Coursera: Machine Learning (Week 4) [Assignment Solution] - Andrew NG

byAkshay Daga (APDaga) -يونيو 05, 2021

45

Coursera: Machine Learning (Week 4) [Assignment Solution] - Andrew NG

▸ One-vs-all logistic regression and neural networks to recognize hand-written digits.

I have recently completed the Machine Learning course from Coursera by Andrew NG.

While doing the course we have to go through various quizzes and assignments.

Here, I am sharing my solutions for the weekly assignments throughout the course.
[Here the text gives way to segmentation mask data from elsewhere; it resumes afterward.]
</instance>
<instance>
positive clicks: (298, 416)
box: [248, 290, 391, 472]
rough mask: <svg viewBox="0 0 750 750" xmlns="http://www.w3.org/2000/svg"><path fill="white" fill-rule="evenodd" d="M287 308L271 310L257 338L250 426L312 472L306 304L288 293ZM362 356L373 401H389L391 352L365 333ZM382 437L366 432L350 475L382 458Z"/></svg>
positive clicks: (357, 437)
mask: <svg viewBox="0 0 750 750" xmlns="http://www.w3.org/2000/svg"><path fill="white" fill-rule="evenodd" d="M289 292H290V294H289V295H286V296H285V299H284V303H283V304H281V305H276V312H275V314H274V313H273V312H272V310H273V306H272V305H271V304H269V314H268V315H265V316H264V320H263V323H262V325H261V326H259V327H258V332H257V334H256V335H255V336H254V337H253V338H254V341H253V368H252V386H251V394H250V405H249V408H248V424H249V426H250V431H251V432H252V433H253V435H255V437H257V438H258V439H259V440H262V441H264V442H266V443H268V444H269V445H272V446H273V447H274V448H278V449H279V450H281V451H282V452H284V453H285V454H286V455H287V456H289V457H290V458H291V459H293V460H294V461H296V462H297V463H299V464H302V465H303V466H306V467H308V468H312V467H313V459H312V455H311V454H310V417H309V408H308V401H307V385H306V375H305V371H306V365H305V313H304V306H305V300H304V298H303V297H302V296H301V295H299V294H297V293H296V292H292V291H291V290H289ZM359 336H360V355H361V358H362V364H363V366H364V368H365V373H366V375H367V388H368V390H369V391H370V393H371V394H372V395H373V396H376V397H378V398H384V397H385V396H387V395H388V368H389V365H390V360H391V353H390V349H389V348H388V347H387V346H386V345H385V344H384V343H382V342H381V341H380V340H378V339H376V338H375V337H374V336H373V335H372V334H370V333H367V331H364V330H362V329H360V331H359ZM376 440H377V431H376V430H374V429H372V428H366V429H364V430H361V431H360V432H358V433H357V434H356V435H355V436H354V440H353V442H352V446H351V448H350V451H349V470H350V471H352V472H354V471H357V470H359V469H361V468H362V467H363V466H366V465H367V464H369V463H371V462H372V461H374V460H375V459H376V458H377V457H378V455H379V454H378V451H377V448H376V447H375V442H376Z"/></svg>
These solutions are for reference only.

> It is recommended that you should solve the assignments by yourself honestly then only it makes sense to complete the course.

> But, In case you stuck in between, feel free to refer to the solutions provided by me.

NOTE:

Don't just copy-paste the code for the sake of completion.

Even if you copy the code, make sure you understand the code first.

Click here to check out week-3 assignment solutions, Scroll down for the solutions for week-4 assignment.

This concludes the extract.